The House Judiciary Committee voted 13-8 to advance the proposal, which provides an exception only when a mother’s life is in danger. Even then, a doctor must end the pregnancy in a way that gives the fetus the best chance for survival. Doctors who disregard the ban could be charged with a felony.
Rep. Wendy Nanney, the main sponsor, said she is not concerned that a federal court has declared a similar bill in Arizona unconstitutional.
Supporters actually welcome a challenge, saying a more conservative federal circuit would handle South Carolina’s proposed ban, possibly ruling in the state’s favor and creating a discrepancy between lower court rulings that the U.S. Supreme Court would have to resolve. Last month, the nation’s high court declined to reconsider the ruling on Arizona’s law by the 9th U.S. Circuit Court of Appeals.
Opponents argued such a legal fight wastes taxpayers’ money.
“Aren’t we promoting unnecessary spending of tax dollars?” asked Rep.
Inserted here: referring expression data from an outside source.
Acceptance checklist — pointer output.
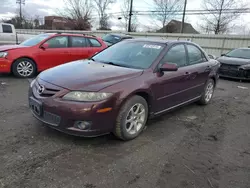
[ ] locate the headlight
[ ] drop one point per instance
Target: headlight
(247, 66)
(86, 96)
(3, 54)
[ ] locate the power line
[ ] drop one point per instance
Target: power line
(20, 2)
(183, 17)
(130, 15)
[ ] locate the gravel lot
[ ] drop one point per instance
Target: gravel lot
(193, 147)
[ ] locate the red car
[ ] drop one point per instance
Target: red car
(46, 51)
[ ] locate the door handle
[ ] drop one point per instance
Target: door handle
(208, 68)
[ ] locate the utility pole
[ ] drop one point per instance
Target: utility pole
(20, 2)
(130, 15)
(183, 17)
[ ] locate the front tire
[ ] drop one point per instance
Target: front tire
(24, 68)
(208, 92)
(132, 118)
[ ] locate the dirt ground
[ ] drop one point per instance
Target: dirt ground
(193, 147)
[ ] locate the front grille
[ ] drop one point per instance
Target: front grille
(48, 118)
(51, 118)
(49, 89)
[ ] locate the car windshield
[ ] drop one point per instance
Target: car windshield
(139, 55)
(35, 40)
(239, 53)
(111, 38)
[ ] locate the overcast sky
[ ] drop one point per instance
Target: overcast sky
(51, 7)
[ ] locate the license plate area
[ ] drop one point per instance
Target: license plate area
(36, 106)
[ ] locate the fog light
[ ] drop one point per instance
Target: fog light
(83, 125)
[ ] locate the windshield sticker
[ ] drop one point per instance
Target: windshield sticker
(151, 46)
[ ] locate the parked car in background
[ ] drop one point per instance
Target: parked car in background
(235, 64)
(8, 35)
(120, 87)
(45, 51)
(113, 38)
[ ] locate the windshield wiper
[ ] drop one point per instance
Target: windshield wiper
(115, 64)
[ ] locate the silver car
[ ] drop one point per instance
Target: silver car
(235, 64)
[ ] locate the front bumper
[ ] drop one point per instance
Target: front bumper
(62, 115)
(5, 65)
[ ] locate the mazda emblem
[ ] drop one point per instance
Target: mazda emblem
(40, 89)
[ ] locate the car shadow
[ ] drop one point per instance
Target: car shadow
(234, 80)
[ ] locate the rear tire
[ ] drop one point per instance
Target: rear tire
(24, 68)
(132, 118)
(208, 92)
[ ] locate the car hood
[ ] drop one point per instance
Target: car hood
(233, 61)
(87, 75)
(10, 47)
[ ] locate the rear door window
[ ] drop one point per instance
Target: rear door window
(7, 28)
(94, 42)
(58, 42)
(78, 42)
(195, 55)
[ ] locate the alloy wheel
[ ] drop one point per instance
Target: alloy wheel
(209, 92)
(135, 118)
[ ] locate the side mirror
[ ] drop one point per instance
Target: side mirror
(169, 67)
(44, 46)
(211, 56)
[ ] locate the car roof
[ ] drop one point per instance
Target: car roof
(72, 34)
(162, 41)
(120, 35)
(242, 48)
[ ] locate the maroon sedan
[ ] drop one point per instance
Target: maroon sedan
(119, 88)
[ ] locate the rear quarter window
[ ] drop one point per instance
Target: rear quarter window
(94, 42)
(7, 29)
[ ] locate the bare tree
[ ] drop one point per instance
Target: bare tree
(125, 16)
(165, 9)
(78, 13)
(221, 15)
(101, 7)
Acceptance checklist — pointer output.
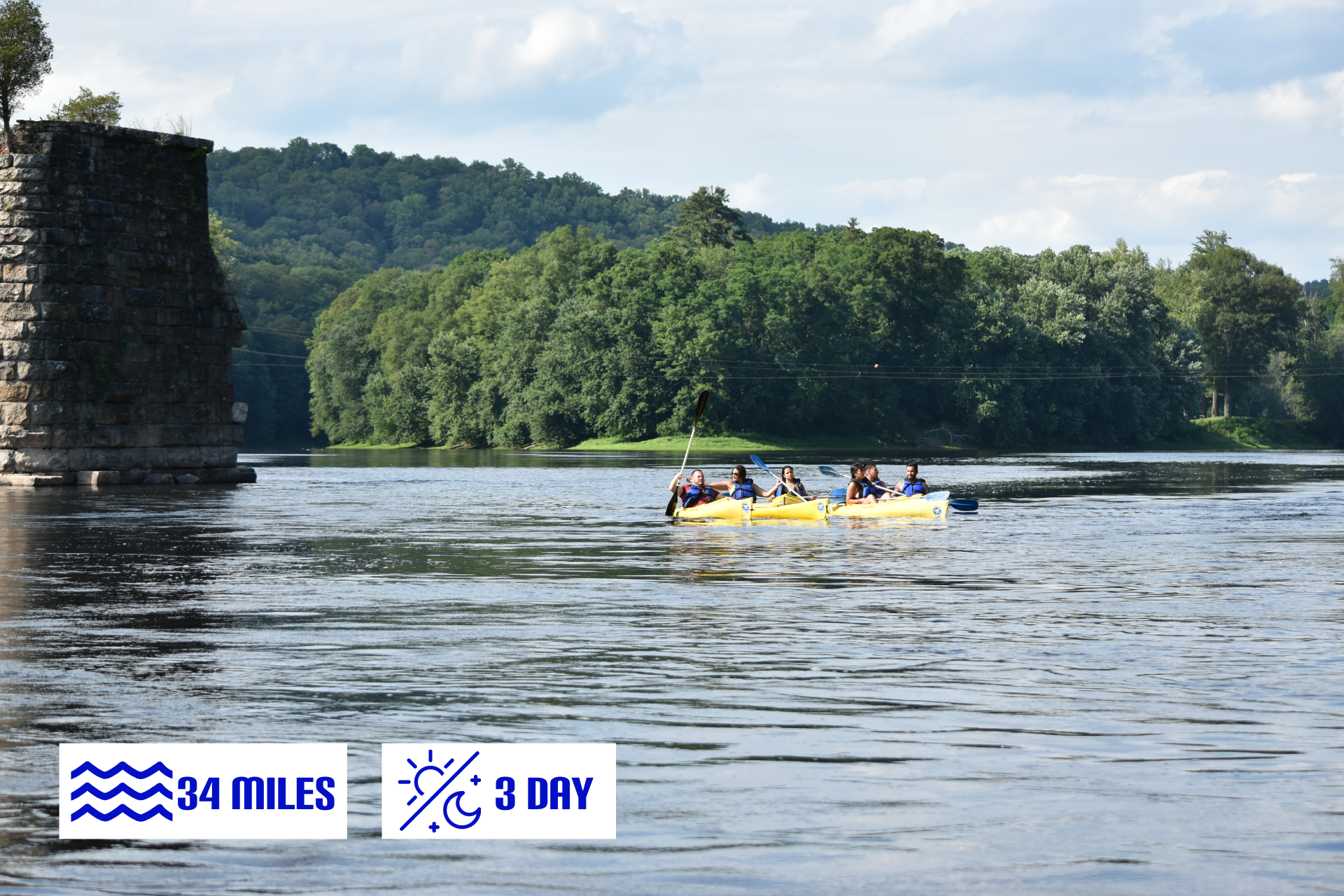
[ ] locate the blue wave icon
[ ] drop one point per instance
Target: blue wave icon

Ronnie Sabb, D-Greeleyville. “To unnecessarily put forth taxpayer dollars flies in the face of logic.”
The committee removed from the bill a clause establishing a special fund to pay for any legal battle. Nanney said the provision wasn’t necessary because it is the attorney general’s job to defend the state.
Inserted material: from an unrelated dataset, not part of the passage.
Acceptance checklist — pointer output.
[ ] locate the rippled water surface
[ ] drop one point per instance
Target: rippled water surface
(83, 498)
Nanney, R-Greenville, and a mother of five, and other supporters say the bill is about protecting children from pain. The bill asserts that a fetus can feel pain at 20 weeks. But opponents, including the South Carolina chapter of the American Congress of Obstetricians and Gynecologists, said that is in dispute, with other reviews finding that a fetus does not feel pain before 24 weeks.
Other opponents include the American Civil Liberties Union and Planned Parenthood.
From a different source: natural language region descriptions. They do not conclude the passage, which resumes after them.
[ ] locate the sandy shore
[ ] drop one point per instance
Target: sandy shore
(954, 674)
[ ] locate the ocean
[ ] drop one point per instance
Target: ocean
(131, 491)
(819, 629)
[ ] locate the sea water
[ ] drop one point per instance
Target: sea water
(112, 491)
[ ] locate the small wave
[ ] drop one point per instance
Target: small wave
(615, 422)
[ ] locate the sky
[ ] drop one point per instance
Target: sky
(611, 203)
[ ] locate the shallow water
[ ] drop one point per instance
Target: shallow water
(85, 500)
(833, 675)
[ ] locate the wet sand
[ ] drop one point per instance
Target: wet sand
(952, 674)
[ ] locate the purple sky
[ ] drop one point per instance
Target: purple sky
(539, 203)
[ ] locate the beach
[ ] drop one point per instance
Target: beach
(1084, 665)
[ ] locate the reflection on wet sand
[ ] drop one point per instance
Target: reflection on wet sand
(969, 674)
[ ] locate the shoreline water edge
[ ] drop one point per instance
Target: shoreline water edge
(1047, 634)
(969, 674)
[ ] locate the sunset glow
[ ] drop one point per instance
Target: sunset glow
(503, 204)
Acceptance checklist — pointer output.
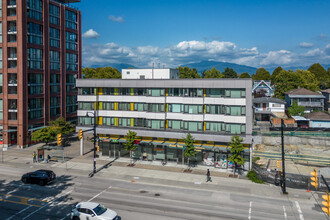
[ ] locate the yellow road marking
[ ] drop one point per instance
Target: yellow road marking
(24, 200)
(22, 203)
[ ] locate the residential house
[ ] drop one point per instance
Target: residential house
(163, 111)
(266, 107)
(326, 94)
(262, 88)
(310, 100)
(318, 119)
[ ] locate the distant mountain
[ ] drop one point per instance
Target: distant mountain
(206, 65)
(271, 69)
(118, 66)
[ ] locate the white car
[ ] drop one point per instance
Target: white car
(91, 211)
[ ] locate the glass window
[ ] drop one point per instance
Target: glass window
(35, 58)
(71, 40)
(213, 126)
(71, 62)
(156, 92)
(235, 93)
(138, 107)
(108, 106)
(54, 37)
(35, 9)
(235, 110)
(156, 107)
(70, 19)
(54, 60)
(34, 33)
(214, 92)
(174, 107)
(156, 124)
(54, 14)
(193, 109)
(174, 124)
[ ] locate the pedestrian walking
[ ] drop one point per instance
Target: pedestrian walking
(208, 176)
(34, 157)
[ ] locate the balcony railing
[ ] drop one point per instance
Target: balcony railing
(310, 104)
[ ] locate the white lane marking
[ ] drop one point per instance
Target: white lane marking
(285, 215)
(299, 211)
(23, 210)
(65, 216)
(250, 210)
(47, 204)
(98, 194)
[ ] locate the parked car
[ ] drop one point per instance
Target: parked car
(41, 177)
(92, 210)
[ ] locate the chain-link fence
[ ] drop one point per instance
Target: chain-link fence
(292, 180)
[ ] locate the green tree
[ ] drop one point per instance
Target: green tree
(212, 73)
(275, 73)
(189, 149)
(130, 143)
(296, 110)
(62, 126)
(187, 73)
(229, 73)
(261, 74)
(49, 134)
(244, 75)
(289, 80)
(101, 73)
(236, 151)
(44, 135)
(319, 72)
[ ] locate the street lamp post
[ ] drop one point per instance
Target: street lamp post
(94, 149)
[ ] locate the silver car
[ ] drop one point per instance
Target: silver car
(93, 211)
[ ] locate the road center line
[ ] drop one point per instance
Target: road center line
(98, 194)
(23, 210)
(285, 215)
(46, 204)
(299, 211)
(250, 210)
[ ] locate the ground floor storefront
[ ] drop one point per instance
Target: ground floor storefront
(151, 149)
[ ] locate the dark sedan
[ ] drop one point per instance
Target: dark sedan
(41, 177)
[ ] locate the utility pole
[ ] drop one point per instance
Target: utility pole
(283, 159)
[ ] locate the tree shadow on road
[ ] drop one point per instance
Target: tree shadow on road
(53, 200)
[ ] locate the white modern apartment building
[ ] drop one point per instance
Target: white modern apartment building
(163, 111)
(150, 74)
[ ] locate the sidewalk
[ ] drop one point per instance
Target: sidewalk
(155, 173)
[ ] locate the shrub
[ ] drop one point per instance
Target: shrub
(252, 175)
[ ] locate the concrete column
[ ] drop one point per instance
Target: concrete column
(81, 146)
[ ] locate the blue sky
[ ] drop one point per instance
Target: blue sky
(174, 32)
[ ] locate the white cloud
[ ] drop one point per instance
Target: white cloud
(91, 34)
(195, 51)
(118, 19)
(306, 44)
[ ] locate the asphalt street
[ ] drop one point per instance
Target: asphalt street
(139, 200)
They say such late-term abortions are rare and generally occur in wanted pregnancies that go horribly wrong. According to Planned Parenthood, its South Carolina clinics don’t provide abortions beyond 19 weeks, meaning the bill affects only those performed in a hospital.
“Abortion is a deeply personal, often complicated decision for a woman to make,” said Melissa Reed, spokesman for Planned Parenthood Health Systems. “These decisions should be made by a woman in consultation with her doctor, her family, and her faith -- not by politicians.”
According to the state Department of Health and Environmental Control, 25 abortions were performed in South Carolina at 20 or more weeks’ gestation in 2012, the latest data available.
Other states with 20-week bans include Alabama, Arkansas, Georgia, Idaho, Indiana, Kansas, Louisiana, Nebraska, North Carolina, North Dakota, Oklahoma and Texas. The 9th Circuit’s ruling on Arizona’s is binding only in its nine-state territory, which includes Idaho.